H1N1 : Vaccination record

16 janvier 2014
0 Commentaire(s)
De gauche à droite, André Corriveau, médecin-hygiéniste en chef des TNO, et Jack Abernathy, ministre de la Santé et des Services sociaux. « Le nombre de cas de H1N1 ressemble à celui qu'on voit chaque année, de dire le Docteur Corriveau. »

De gauche à droite, André Corriveau, médecin-hygiéniste en chef des TNO, et Jack Abernathy, ministre de la Santé et des Services sociaux. « Le nombre de cas de H1N1 ressemble à celui qu'on voit chaque année, de dire le Docteur Corriveau. »

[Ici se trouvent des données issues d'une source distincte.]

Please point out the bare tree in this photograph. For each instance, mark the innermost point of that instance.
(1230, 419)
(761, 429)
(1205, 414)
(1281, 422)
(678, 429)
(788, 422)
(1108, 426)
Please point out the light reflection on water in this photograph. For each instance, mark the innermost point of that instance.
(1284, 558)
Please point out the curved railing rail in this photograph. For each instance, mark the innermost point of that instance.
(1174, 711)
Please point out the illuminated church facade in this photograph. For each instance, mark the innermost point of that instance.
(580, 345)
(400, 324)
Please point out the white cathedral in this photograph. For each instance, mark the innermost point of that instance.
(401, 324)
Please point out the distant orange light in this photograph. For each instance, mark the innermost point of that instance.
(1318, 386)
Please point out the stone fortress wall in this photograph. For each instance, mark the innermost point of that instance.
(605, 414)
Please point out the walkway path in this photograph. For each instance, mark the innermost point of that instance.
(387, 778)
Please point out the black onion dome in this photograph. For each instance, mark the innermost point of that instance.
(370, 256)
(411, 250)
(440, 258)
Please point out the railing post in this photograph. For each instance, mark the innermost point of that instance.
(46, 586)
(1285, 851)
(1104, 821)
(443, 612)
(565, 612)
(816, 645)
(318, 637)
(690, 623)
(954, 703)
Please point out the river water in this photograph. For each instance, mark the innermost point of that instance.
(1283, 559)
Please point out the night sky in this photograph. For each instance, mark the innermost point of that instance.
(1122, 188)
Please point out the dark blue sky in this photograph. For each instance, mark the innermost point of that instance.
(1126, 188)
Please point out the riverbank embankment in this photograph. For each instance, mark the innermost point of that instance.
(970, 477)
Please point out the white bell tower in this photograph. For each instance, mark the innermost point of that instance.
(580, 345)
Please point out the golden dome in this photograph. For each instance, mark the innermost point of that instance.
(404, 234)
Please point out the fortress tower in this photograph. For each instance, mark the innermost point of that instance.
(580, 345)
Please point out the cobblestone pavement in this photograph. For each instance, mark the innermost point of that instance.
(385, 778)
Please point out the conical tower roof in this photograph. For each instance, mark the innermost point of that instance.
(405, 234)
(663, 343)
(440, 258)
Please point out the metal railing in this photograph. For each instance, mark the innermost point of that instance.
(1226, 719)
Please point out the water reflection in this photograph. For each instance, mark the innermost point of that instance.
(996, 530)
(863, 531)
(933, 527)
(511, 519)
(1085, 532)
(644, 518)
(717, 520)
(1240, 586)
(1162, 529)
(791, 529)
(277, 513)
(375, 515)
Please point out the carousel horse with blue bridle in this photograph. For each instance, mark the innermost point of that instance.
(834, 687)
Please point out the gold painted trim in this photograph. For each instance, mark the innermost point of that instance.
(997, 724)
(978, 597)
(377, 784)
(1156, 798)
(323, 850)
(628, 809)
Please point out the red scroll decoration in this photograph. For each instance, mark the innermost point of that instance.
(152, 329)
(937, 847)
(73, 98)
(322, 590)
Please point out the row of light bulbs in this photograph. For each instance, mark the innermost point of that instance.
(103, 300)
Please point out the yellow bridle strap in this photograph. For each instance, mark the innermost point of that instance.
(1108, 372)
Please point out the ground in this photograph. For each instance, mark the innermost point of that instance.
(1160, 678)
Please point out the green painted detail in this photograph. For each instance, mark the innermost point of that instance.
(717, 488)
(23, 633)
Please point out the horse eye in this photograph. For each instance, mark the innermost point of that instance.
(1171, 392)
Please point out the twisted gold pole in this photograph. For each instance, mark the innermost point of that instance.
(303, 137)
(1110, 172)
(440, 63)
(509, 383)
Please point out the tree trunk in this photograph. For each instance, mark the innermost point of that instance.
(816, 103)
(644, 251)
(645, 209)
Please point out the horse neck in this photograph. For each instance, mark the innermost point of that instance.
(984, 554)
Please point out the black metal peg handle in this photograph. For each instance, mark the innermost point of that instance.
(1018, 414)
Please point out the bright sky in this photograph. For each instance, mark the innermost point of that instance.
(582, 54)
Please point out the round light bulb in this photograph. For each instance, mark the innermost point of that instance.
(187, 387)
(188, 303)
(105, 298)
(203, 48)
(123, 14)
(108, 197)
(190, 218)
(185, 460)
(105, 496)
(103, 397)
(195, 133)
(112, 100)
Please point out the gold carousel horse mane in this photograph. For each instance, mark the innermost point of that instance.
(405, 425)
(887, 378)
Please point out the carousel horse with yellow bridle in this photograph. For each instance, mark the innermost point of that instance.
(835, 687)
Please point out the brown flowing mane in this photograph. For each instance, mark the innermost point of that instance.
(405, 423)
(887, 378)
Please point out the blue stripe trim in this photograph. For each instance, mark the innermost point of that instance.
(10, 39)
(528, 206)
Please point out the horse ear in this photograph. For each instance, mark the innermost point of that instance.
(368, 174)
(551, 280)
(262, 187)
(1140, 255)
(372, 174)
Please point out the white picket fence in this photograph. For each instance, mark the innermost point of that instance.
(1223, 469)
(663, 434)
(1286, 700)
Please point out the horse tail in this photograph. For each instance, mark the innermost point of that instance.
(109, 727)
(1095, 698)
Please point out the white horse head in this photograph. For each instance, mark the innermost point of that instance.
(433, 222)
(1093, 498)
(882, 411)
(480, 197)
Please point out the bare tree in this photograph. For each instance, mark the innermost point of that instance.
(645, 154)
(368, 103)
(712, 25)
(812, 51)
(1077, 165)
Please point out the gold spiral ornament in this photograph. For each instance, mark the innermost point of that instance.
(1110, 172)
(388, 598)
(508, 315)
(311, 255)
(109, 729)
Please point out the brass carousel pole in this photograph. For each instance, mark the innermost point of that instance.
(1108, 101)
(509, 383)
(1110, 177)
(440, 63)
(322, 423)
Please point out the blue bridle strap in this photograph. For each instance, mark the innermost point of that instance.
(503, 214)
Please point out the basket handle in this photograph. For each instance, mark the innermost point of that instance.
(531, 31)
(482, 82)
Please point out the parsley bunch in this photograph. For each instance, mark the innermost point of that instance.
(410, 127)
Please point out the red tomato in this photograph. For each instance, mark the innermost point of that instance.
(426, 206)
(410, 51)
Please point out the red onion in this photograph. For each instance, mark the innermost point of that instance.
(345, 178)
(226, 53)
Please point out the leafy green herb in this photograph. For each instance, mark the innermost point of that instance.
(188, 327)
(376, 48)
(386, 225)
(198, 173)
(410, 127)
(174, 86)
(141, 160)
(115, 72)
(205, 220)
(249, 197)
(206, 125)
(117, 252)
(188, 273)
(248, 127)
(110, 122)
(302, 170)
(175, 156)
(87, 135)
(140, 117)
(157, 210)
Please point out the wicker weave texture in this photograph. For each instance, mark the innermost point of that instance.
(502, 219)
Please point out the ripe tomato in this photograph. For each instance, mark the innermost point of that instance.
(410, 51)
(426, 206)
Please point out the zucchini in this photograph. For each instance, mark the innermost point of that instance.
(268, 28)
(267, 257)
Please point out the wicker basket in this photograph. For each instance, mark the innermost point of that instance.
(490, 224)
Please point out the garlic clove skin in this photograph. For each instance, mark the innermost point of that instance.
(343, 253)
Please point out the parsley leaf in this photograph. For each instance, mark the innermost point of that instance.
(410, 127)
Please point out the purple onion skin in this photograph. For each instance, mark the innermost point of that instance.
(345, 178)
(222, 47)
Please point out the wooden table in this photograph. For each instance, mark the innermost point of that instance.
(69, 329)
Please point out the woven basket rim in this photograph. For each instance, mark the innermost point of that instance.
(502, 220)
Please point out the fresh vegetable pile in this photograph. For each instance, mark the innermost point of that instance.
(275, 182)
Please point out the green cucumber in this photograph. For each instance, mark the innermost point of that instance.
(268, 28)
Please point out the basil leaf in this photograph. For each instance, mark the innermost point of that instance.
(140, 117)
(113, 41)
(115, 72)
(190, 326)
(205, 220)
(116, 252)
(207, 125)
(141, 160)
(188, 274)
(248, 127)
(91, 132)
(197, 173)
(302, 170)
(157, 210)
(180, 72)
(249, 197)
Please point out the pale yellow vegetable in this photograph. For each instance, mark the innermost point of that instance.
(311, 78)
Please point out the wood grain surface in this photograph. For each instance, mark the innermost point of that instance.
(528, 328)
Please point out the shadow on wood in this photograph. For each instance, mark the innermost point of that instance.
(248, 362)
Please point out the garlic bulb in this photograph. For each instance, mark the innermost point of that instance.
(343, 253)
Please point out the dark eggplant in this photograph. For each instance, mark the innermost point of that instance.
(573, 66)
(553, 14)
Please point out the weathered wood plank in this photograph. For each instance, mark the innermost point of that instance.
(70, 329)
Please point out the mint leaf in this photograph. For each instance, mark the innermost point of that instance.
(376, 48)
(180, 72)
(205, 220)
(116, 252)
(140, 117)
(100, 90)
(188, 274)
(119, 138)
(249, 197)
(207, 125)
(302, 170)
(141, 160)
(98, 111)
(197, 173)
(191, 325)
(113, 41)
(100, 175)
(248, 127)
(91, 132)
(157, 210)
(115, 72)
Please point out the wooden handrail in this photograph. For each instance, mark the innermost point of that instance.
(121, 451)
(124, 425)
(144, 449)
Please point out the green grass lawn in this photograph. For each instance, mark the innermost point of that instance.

2000 vaccins supplémentaires commandés pour la population territoriale
 

Les Territoires du Nord-Ouest vivent une année record en ce qui a trait au nombre de vaccinations contre le virus H1N1, au point où le gouvernement a commandé d'urgence 2000 vaccins supplémentaires.
« Cette année, a déclaré en conférence de presse le 10 janvier dernier Jack Abernathy, ministre de la Santé et des Services sociaux (MSSS), nous avions commandé 15 250 doses pour vacciner 36,8 % de la population. » « Habituellement, a poursuivi André Corriveau, médecin-hygiéniste en chef des TNO, nous en utilisons seulement 9 à 10 000. » Or cette année, le pourcentage de la population se faisant vacciner est passé de 20 à 35 %, de sorte que le 10 janvier dernier, il ne restait plus que 700 vaccins disséminés dans tous les Territoires du Nord-Ouest. Dans la seule journée du jeudi 9 janvier à Yellowknife, 520 personnes ont reçu le vaccin.
Confronté à une possible pénurie, le MSSS a commandé plus de 2000 vaccins, dont 590 devaient arriver le mercredi 15 janvier, au moment d'aller sous presse, et 810 autres plus tard dans la semaine; 690 autres arriveront progressivement les semaines prochaines des États-Unis et d'Europe. Ces vaccins supplémentaires sont réservés dans un premier temps pour les groupes à haut risque, comprenant les femmes enceintes et les enfants en bas de cinq ans. « Il y a un nombre important d'enfants de moins de cinq ans qui ont souffert du H1N1 dans d'autres provinces, de dire André Corriveau. Ils ont moins eu l'occasion de développer des anticorps. »
Pour le médecin-hygiéniste en chef des TNO, malgré la quasi-pénurie de vaccins, la population des TNO ne doit pas s'inquiéter. « Il n'y a aucune activité inhabituelle cette année, a-t-il déclaré. Le nombre de cas ressemble à celui qu'on voit chaque année. La demande élevée est peut-être due à la reconnaissance du nom H1N1 par la population, qui était associé avec danger en 2009. » En date du 10 janvier, il y avait 53 cas confirmés de H1N1 aux Territoires du Nord-Ouest, dont 13 hospitalisations. Ces derniers cas, précise le Docteur Corriveau, souffraient préalablement d'autres problèmes de santé. Trois jours plus tard, le nombre de cas confirmés avait grimpé à 69.
Au Québec et en Colombie-Britannique, le nombre de vaccinations a également augmenté dans les derniers mois; dans ces provinces, les autorités ont déclaré que le nombre de cas de H1N1 n'était pas plus élevé que les années précédentes.
Au plus fort de la crise, on demande aux parents de garder chez eux les enfants infectés, afin qu'ils ne répandent pas la grippe.